Author Of 1 Presentation
P0329 - Effects of adrenocorticotropic hormone on melanocortin receptors, regulatory immune cells, and MRI in MS (ID 1915)
Abstract
Background
Background: Adrenocorticotropic hormone (ACTH) is an alternative to corticosteroid therapy to treat relapses in Multiple Sclerosis. ACTH stimulate low levels of corticosteroid release from the adrenal glands, but it also works through the melanocortin system to induce anti-inflammatory, neuroprotective, osteoprotective, and analgesic effects specific to ACTH by binding to melanocortin receptors (MCR). Although cortisol and cortisol receptor levels have been examined extensively in MS, ACTH effects on MCR expression and on regulatory immune cells have not been examined, particularly in patients undergoing MRI-confirmed MS relapses.
Objectives
Objectives: To elucidate if ACTHAR administration causes changes in MRI scans, modifies expression of MCR acutely and long-term in MS, or changes regulatory subsets, acutely or long-term.
Methods
Methods: Six MS patients with acute clinical exacerbations and active contrast-enhancing lesions were given a 10-day course of subcutaneous ACTHAR (80 units/day). Blood was drawn from patients at baseline, 10 days, and 1, 3, 6, and 12 months post ACTHAR injections. MRIs were performed at baseline and months 3, 6, and 12. Mononuclear cells (MNCs) were isolated from the blood using Lympholyte FICOL gradient separation and frozen. MNC were stained for MCRs 1,3, and 5 with newly-developed assays, and for CD8+CD28- and CD4+FOXP3+ regulatory T cells (Tregs) for flow cytometry with a Fortessa 4-15 analyzer.
Results
Results: MCRs, 3>1>5 (%) and 1>3>5 (expression) on MNC at baseline, were highly variable after depot ACTH. CD8 Tregs as % of lymphocytes did not change acutely or long-term.

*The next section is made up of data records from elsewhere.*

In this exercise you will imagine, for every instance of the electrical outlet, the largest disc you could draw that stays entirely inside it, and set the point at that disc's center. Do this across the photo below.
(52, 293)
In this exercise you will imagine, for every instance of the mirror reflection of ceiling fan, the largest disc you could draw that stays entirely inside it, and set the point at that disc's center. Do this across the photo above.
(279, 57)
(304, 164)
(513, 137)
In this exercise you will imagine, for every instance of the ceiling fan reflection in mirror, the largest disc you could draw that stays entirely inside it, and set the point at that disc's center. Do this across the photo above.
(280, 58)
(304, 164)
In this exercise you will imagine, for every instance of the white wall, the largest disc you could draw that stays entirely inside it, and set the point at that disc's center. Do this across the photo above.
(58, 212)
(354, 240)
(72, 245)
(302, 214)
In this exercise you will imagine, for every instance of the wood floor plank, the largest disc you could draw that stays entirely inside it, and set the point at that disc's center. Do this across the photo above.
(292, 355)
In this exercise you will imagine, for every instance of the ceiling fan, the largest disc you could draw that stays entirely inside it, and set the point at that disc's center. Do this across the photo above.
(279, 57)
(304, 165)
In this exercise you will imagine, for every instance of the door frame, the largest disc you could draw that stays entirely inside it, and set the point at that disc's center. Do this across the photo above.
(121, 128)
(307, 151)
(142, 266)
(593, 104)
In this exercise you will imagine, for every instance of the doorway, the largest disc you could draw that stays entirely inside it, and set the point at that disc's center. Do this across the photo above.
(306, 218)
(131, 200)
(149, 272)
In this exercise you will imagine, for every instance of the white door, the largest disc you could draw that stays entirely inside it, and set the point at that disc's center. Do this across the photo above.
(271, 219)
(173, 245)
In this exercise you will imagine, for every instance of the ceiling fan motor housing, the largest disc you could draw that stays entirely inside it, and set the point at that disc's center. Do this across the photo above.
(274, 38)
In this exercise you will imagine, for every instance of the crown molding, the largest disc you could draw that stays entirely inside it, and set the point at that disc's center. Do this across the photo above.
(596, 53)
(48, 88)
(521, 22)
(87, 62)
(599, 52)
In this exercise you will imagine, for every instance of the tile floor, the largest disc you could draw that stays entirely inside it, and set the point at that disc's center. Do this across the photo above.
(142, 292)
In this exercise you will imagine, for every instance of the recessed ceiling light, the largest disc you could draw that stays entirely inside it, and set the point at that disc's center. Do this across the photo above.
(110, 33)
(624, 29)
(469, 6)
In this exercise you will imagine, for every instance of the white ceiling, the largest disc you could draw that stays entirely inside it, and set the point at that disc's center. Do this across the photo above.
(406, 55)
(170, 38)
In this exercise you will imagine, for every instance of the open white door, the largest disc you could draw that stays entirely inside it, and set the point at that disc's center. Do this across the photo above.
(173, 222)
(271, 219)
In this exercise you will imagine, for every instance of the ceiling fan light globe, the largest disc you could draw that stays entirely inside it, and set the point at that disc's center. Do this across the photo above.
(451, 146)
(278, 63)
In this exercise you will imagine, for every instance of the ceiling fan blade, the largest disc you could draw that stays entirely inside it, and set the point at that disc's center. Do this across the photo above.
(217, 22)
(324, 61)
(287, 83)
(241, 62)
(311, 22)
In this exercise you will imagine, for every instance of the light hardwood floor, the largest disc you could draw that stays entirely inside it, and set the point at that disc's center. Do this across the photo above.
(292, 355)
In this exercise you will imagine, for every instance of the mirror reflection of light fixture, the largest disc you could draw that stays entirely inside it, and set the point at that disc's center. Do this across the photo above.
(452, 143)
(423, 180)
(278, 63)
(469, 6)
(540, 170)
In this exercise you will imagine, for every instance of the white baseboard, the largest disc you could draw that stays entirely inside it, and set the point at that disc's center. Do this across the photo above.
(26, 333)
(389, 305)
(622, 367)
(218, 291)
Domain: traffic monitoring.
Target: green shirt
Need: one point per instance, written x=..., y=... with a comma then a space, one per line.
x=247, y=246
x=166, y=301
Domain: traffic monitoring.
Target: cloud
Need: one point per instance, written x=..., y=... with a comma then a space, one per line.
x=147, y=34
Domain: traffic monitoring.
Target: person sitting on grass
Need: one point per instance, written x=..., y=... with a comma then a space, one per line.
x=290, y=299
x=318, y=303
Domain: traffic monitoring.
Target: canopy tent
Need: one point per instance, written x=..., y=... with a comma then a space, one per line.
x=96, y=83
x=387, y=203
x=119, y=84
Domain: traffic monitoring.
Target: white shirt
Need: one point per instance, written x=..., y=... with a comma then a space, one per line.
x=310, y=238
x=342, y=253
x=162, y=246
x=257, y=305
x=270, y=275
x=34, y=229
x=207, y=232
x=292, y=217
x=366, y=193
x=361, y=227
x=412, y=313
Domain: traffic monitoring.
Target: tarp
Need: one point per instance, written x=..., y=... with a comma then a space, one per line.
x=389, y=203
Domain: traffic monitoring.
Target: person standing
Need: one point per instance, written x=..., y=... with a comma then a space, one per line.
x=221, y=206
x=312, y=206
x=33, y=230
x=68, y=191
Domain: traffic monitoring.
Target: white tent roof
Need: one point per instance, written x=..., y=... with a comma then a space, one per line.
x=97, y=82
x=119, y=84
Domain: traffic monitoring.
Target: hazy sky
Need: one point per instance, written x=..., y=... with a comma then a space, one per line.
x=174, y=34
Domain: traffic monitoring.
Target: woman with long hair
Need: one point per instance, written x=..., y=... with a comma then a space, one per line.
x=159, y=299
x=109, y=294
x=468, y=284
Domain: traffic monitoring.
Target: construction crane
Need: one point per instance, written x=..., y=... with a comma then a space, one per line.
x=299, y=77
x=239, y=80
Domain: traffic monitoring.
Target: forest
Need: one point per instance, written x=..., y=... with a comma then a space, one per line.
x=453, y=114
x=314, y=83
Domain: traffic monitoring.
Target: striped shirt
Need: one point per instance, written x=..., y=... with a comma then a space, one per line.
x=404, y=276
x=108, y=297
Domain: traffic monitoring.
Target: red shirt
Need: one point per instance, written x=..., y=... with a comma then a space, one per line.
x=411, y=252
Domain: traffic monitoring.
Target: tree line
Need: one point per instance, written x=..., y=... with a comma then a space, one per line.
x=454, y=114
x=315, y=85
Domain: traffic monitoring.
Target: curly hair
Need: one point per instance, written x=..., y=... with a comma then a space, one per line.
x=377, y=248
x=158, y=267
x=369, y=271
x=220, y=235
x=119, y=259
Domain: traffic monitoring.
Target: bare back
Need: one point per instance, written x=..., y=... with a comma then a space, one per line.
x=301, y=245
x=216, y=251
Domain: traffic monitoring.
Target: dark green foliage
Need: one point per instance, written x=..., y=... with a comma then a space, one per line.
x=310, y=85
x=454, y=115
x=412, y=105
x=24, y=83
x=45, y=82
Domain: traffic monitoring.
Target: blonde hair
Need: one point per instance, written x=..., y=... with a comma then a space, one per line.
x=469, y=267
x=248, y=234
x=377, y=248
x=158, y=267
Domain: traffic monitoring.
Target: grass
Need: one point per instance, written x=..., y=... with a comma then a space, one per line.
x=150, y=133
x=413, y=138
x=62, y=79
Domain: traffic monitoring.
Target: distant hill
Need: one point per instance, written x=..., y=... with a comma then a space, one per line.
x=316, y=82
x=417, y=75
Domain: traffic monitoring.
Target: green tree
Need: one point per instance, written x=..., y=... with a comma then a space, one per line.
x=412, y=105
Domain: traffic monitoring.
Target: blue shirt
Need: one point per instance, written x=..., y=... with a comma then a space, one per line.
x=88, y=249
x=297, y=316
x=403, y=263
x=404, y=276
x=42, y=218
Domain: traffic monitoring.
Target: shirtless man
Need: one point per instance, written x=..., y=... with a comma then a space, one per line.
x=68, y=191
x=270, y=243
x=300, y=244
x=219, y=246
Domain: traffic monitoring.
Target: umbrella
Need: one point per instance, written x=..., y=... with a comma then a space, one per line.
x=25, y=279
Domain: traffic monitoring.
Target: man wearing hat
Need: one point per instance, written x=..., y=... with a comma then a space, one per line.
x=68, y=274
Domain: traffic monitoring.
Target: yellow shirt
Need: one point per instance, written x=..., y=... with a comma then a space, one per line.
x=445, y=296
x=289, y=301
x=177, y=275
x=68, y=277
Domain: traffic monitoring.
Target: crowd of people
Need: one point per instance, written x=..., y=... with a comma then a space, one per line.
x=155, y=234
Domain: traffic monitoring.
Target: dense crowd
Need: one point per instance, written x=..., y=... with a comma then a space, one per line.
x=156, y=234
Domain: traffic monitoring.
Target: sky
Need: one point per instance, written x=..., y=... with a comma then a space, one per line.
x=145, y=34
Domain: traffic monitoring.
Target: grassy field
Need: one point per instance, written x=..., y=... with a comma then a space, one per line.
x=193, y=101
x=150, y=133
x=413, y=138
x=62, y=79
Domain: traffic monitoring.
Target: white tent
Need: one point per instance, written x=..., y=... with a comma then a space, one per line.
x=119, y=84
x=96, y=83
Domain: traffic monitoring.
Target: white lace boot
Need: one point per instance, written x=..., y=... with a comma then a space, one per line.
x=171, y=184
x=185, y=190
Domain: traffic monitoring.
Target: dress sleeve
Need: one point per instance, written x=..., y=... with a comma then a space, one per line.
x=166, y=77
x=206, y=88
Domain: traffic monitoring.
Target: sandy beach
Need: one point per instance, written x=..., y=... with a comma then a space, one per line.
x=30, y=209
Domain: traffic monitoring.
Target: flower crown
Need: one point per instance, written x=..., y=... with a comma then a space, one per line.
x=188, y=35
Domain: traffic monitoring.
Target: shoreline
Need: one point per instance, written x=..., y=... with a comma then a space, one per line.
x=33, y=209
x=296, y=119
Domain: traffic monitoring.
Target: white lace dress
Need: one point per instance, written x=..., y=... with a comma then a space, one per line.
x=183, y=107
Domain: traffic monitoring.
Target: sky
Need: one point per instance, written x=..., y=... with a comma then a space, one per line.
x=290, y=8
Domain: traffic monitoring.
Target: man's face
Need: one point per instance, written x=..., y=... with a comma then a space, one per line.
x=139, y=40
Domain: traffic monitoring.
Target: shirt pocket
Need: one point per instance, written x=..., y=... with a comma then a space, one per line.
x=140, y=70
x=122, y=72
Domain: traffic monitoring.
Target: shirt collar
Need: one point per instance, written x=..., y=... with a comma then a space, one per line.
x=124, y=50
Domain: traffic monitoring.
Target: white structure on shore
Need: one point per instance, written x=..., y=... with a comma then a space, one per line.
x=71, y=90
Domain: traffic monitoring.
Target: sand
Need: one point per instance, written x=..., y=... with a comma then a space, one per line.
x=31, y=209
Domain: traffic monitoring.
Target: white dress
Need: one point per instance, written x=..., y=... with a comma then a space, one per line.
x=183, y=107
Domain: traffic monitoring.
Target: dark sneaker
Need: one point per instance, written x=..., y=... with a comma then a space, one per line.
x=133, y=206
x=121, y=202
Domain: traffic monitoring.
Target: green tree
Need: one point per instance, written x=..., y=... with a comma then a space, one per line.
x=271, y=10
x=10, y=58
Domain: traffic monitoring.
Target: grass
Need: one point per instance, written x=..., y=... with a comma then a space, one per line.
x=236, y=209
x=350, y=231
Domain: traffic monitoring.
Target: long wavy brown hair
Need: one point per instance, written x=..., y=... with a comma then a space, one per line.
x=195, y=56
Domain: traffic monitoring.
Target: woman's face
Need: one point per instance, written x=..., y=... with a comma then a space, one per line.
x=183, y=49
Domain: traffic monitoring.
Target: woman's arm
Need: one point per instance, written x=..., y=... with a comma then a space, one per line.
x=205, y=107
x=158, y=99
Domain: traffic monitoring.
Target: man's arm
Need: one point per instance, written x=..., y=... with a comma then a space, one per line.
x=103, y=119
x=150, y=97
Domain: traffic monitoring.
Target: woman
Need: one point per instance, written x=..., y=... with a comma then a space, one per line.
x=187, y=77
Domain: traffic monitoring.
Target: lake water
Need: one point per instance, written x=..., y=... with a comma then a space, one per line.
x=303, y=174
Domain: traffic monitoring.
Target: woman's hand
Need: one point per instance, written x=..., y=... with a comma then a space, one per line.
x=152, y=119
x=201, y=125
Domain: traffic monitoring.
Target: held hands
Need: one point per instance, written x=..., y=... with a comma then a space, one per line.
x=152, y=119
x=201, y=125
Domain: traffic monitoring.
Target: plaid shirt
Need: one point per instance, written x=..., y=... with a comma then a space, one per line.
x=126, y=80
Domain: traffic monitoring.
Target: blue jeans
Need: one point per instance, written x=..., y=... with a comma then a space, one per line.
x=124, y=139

However, CD8+CD28+ cytolytic cells (CTL) decreased at 1 month (8.15%) compared to baseline (14.6%; p=0.046, paired t-test, n = 5). 3/6 patients also had a new T2 and/or contrast-enhancing MRI lesions at month 1.
Conclusions
Conclusions: ACTHAR may decrease potentially MS-toxic CD8 CTLs at 1 month post-administration, due to direct effects or to induction of corticosteroids. There were no clear changes in MCRs and T regulatory populations. A 10-day course of ACTHAR was not enough to completely suppress MRI activity in some of patients at month 1. A longer duration of ACTHAR treatment is probably required for further suppression of MRI activity and greater control of immune cell activity.